Anna Jarvis, the founder of our contemporary Mother's Day, had no children herself but conceived of the holiday as a personal celebration between mothers and families.  In her vision of the holiday, mothers would wear white carnations as badges of honor, and the day would be spent visiting one's mother or going to church.  When the day became a national holiday, it quickly was coopted by florists and card companies.  Jarvis was devastated by the commercialism; by 1920, she was urging people to stop buying all the stuff, eventually actively campaigning against confectioners and florists. 

I know Mother's Day is fraught for many women, the women who have lost children, the women who cannot have children, the women who choose not to have children.  For our family, this year it carried with it the weight that all holidays carry now--this extra tug at our hearts that mark these days which stand out from the other days of our lives: will I be here at the next Mother's Day (birthday, Thanksgiving, and so on and so forth)? Having stage four cancer means that death is perched on my shoulder all the time, peering out from behind my cropped brown hair, insisting that my family notices it, pays attention to it.  I told someone today that cancer stole my old life, replacing it with a quieter life with more love and more scariness.

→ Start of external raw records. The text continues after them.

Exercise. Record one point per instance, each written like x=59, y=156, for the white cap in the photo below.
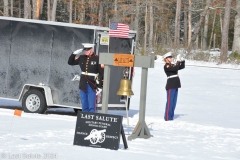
x=169, y=54
x=87, y=45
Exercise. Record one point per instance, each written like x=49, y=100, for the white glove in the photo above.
x=78, y=51
x=98, y=91
x=178, y=57
x=182, y=59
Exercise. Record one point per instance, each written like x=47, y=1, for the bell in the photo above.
x=125, y=88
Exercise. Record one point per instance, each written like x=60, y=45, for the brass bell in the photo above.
x=125, y=85
x=125, y=88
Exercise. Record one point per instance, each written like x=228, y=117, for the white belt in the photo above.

Seamus Heaney was particularly struck with the blackened, mummified body of a young bog girl found in Windeby, Germany in 1951.  The Windeby Girl.  Her naked corpse had bindings over her eyes and a collar over her neck.  Her hair had been shaved on the left side of her head and she was covered with birch branches and a large stone.  Her body confirmed the Roman historian Tacticus' description by Germanic tribes of young women punished by adultery who had their heads shaved before they were killed.  In 1951, Heaney was a young poet, who was struck by how young women who slept with British soldiers were punished by the IRA by having their hair shaved off, being stripped, tarred and handcuffed to railings in Belfast. 

Punishment
I can feel the tug
of the halter at the nape
of her neck, the wind
on her naked front.

It blows her nipples
to amber beads,
it shakes the frail rigging
of her ribs.

I can see her drowned
body in the bog,
the weighing stone,
the floating rods and boughs.

Under which at first
she was a barked sapling
that is dug up
oak-bone, brain-firkin:

her shaved head
like a stubble of black corn,
her blindfold a soiled bandage,
her noose a ring

to store
the memories of love.
Little adultress,
before they punished you

you were flaxen-haired
undernourished, and your
tar-black face was beautiful.
My poor scapegoat,

I almost love you
but would have cast, I know
the stones of silence.
I am the artful voyeur

of your brain's exposed
and darkened combs,
your muscles' webbing
and all your numbered bones:

I who have stood dumb
when your betraying sisters,
cauled in tar,
wept by the railings,

who would connive
in civilized outrage
yet understand the exact
and tribal, intimate revenge.

Everyday I wander my own bog, thinking of my own pending and possible death, considering my body returning to earth.  What will my bones tell of my own world, of sex and death, of language and transparency, of silence and love?  I will leave my poetry and words as well, to be dissected by the ones I now love.  Will I come to them and comfort them as they someday pass towards their own deaths?  Will their rooms be haunted by me, alight on their hospital beds, my bright eyes and loud laughter welcoming them home? I fervently hope so.  In another time, perhaps I too would have been a witch.  Here, I am a lawyer and a mother and a poet.  All I can promise is words, of course, these words, and someday my own body, my face turned to the setting sun.